Hm, @Simone_De_Beauvoir So if I said my impression of so and so straight person was that they were lonely, I’d be acting self righteous? You’re not helping me understand at all. But @Ria777 is. (Thanks.)

@Ria777 Because when I think of her I think “him,” because everything points to being a he with long hair. He’s about 6’4, talks in a deep voice, is in good shape and has man-muscles, and just acts far more like a man than a women. I really have to consciously work at saying “her.” (I have a question..when someone makes the transition, don’t they take estrogen or something, for the rest of their life, and doesn’t that cause breast swelling and things? Cause she’s flat as Kansas! It really makes me wonder if she completed it, or is following through. I think you’d have a better idea of that than I.)

Ria777's avatar

@Val123: (I have a question..when someone makes the transition, don’t they take estrogen or something, for the rest of their life, and doesn’t that cause breast swelling and things?

first question, I don’t know, though I really should, whether trans women stop taking estrogen once they pass the age of menopause. if someone transitions at, say 50, though, she’ll take estrogen.

second question, yes, estrogens do cause breast development, fat redistribution, etc.. if she has a flat chest I can think of two reasons. one, genetics. two, hormones have less effect if taken later in life.

Ria777's avatar

actually, though, @Val123, you can readily find the answer to these questions by Googling MTF, transsexual, FAQ.

Val123's avatar

@Ria777 Yeah…but I like conversations better!
So….looking at the original question, what are your thoughts?

Simone_De_Beauvoir's avatar

@Val123 Well I’m sorry you are having trouble understanding.

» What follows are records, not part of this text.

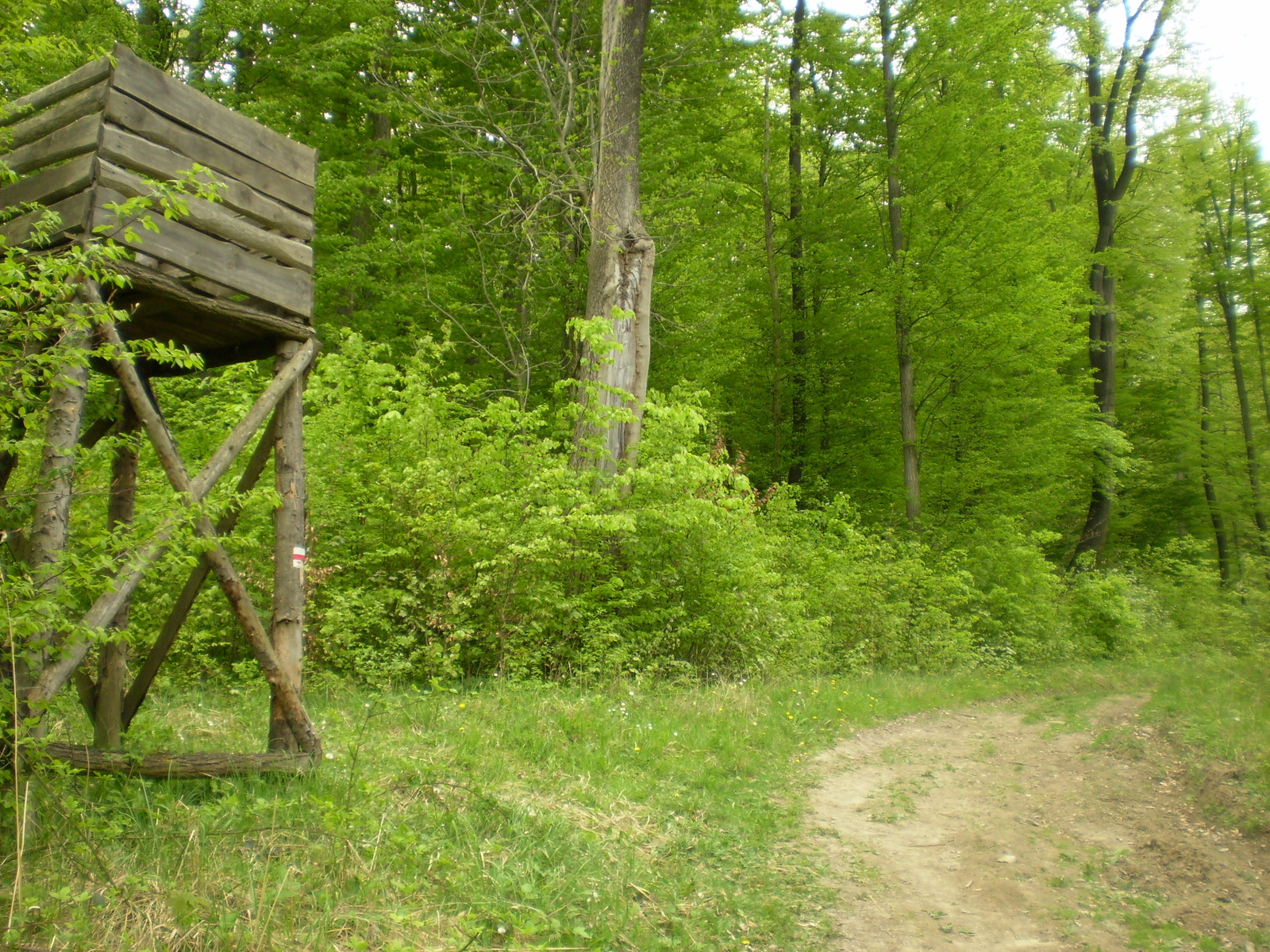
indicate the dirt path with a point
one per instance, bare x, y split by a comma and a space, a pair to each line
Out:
977, 831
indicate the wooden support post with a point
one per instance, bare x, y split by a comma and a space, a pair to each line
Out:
57, 673
140, 687
241, 602
287, 628
114, 659
51, 522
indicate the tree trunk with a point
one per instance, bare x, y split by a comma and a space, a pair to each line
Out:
774, 285
620, 263
1111, 179
287, 628
1214, 509
114, 659
48, 532
1241, 389
1255, 298
1103, 338
903, 324
798, 278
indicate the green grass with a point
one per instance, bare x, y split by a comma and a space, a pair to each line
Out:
501, 816
1218, 706
480, 818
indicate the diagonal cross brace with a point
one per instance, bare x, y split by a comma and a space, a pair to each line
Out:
55, 676
192, 492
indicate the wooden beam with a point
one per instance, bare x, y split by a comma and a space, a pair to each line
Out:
51, 184
213, 219
171, 630
42, 98
235, 592
175, 767
114, 655
56, 674
287, 628
137, 117
74, 213
67, 143
187, 248
63, 114
187, 106
160, 163
232, 313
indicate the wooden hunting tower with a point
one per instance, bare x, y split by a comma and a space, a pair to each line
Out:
232, 281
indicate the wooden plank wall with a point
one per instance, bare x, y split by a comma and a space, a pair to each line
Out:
92, 140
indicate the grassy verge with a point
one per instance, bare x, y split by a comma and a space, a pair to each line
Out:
495, 818
1216, 708
511, 816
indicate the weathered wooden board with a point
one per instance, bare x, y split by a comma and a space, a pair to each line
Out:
51, 120
51, 184
211, 311
215, 220
190, 107
175, 767
141, 155
83, 78
67, 143
289, 289
137, 117
74, 213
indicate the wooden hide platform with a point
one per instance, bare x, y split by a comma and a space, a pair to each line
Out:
229, 278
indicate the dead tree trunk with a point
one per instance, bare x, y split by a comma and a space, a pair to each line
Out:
287, 628
620, 263
1206, 413
1113, 175
895, 224
798, 277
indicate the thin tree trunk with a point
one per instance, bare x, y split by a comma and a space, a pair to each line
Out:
772, 282
620, 263
1255, 298
114, 659
1214, 509
903, 325
287, 628
1241, 389
798, 290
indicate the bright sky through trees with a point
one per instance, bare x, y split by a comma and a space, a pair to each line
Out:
1230, 38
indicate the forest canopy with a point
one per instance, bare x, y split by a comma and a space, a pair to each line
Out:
943, 336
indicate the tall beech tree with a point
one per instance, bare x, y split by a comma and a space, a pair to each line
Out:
620, 263
1114, 103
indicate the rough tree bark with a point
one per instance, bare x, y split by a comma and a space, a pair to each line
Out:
1206, 403
895, 222
798, 272
1230, 314
287, 628
620, 263
1254, 294
51, 522
1113, 175
114, 659
772, 283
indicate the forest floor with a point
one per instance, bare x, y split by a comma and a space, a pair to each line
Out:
1016, 825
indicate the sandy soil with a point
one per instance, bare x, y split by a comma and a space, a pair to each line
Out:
977, 831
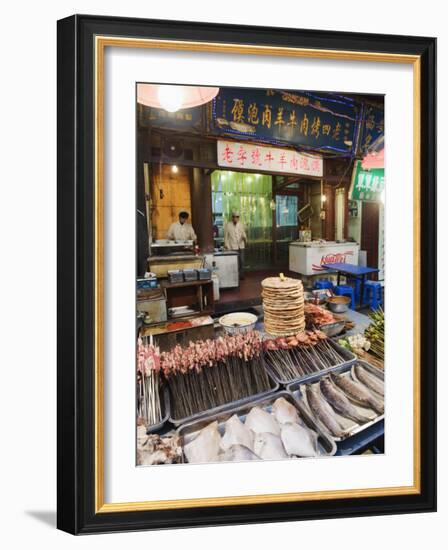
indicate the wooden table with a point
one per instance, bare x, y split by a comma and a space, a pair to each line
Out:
197, 294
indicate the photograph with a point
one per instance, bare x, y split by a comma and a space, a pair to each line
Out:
246, 326
260, 276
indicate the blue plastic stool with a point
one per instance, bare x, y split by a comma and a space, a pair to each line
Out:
373, 295
356, 282
346, 290
322, 284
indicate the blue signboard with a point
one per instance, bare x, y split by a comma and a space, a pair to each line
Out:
372, 126
302, 119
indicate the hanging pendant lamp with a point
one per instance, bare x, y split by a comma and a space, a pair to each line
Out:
173, 98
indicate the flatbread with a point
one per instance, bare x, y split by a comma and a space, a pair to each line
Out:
283, 305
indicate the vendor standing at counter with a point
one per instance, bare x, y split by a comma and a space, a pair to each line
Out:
181, 230
235, 239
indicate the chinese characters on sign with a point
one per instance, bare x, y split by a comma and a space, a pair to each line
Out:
327, 122
246, 156
366, 185
372, 126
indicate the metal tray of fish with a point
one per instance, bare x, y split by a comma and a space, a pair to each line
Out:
350, 427
190, 430
166, 411
215, 410
348, 356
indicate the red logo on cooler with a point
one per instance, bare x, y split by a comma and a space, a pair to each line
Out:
337, 258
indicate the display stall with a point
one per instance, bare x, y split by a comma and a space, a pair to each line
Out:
269, 385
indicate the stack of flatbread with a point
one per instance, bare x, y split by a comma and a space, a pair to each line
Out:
283, 305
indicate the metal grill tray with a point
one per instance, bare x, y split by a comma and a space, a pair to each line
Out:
165, 403
189, 430
216, 410
296, 390
349, 359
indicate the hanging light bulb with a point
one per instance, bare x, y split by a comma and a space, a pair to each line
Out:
170, 97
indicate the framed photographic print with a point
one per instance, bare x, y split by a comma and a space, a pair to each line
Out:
246, 274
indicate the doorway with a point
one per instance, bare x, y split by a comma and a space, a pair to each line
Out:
251, 195
370, 231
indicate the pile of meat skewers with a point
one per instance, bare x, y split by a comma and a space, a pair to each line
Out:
210, 373
148, 382
297, 356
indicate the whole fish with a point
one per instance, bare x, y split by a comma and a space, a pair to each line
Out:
269, 446
298, 440
338, 400
237, 453
323, 411
358, 393
369, 380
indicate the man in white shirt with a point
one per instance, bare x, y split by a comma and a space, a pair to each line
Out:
235, 239
181, 230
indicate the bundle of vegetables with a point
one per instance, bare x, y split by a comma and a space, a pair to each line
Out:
375, 333
210, 373
297, 356
315, 316
357, 343
148, 382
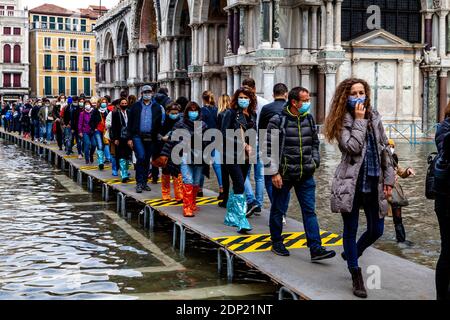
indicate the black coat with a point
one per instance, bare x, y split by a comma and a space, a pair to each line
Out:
134, 120
184, 124
269, 110
236, 120
299, 149
122, 151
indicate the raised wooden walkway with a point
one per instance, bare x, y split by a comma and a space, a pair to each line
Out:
399, 279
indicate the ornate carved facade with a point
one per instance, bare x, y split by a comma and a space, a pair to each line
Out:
190, 46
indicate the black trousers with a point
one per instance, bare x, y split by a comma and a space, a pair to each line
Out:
442, 209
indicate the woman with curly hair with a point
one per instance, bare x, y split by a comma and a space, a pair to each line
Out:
240, 117
365, 176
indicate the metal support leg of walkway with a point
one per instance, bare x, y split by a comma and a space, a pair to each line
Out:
105, 192
284, 291
230, 260
121, 204
178, 225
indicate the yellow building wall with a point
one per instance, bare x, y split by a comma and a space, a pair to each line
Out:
37, 59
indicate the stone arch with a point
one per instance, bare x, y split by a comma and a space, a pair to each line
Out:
122, 39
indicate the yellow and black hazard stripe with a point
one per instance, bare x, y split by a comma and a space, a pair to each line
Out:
201, 201
262, 243
90, 168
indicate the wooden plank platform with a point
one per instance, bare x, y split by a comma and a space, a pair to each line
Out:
399, 279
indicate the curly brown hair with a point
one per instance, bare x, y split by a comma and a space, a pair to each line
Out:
334, 120
245, 90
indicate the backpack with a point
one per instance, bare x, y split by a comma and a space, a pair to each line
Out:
430, 192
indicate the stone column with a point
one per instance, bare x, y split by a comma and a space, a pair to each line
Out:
305, 31
196, 88
242, 21
236, 78
194, 44
216, 45
314, 44
236, 31
117, 67
330, 71
177, 89
154, 65
269, 79
276, 25
305, 72
176, 53
230, 84
323, 26
320, 110
265, 24
230, 38
223, 79
205, 44
206, 81
330, 26
187, 88
442, 33
443, 83
428, 30
337, 24
432, 116
141, 65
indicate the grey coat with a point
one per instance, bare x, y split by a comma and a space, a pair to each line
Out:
353, 145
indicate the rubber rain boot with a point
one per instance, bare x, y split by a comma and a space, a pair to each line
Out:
194, 199
178, 188
230, 217
240, 205
188, 194
165, 187
100, 159
124, 169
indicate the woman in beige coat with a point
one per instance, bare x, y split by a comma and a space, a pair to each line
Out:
365, 176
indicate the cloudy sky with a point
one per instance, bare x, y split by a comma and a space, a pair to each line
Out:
70, 4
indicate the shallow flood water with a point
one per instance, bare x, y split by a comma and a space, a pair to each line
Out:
58, 241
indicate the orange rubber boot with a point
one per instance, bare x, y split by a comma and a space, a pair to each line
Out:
165, 187
187, 200
178, 187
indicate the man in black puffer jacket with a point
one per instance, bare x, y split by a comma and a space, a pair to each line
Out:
299, 158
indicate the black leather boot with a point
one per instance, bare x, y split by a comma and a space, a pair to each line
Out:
359, 289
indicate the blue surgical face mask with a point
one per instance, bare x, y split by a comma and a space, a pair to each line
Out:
147, 97
306, 106
243, 102
352, 102
193, 115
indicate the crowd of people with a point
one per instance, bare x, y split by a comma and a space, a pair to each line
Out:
141, 130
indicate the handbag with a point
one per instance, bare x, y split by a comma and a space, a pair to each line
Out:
398, 196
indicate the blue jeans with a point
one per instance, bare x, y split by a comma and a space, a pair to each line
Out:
46, 131
143, 151
375, 227
191, 173
305, 190
37, 129
89, 146
269, 187
258, 196
216, 167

You said you feel sorry for her despite her ‘posturing and bravado’ – this is your call about her attitude and it certainly didnt sound like you were whatsoever concerned, just spiteful. And again, it doesn’t matter that she doesn’t look like a woman to you – the point is to understand that gender identity is socialized and constructed and if she feels like a woman, that should be good enough for all of us, no? What does it matter that she’s flat chested, really? Lots of women are and not all transgender people do all the biological changes that you can think of – some only dress differently, some only do partial surgeries.

Ria777's avatar

@Val123: I already faff around too much online.

Val123's avatar

@Ria777 :) Me too. Thank goodness I FINALLY got a job!

Rarebear's avatar

@Val123 if someone asks me if I’m gay or straight, I just tell them I prefer sheep. :-)

mrentropy's avatar

I used to have an inflatable sheep. I never used it but you’d be amazed at how many people would pick it up and start… pleasuring it without realizing it.

Aster's avatar

I have often wondered about this swishy stuff myself. I have no idea Why they do it but I could Watch them for hours! Love it!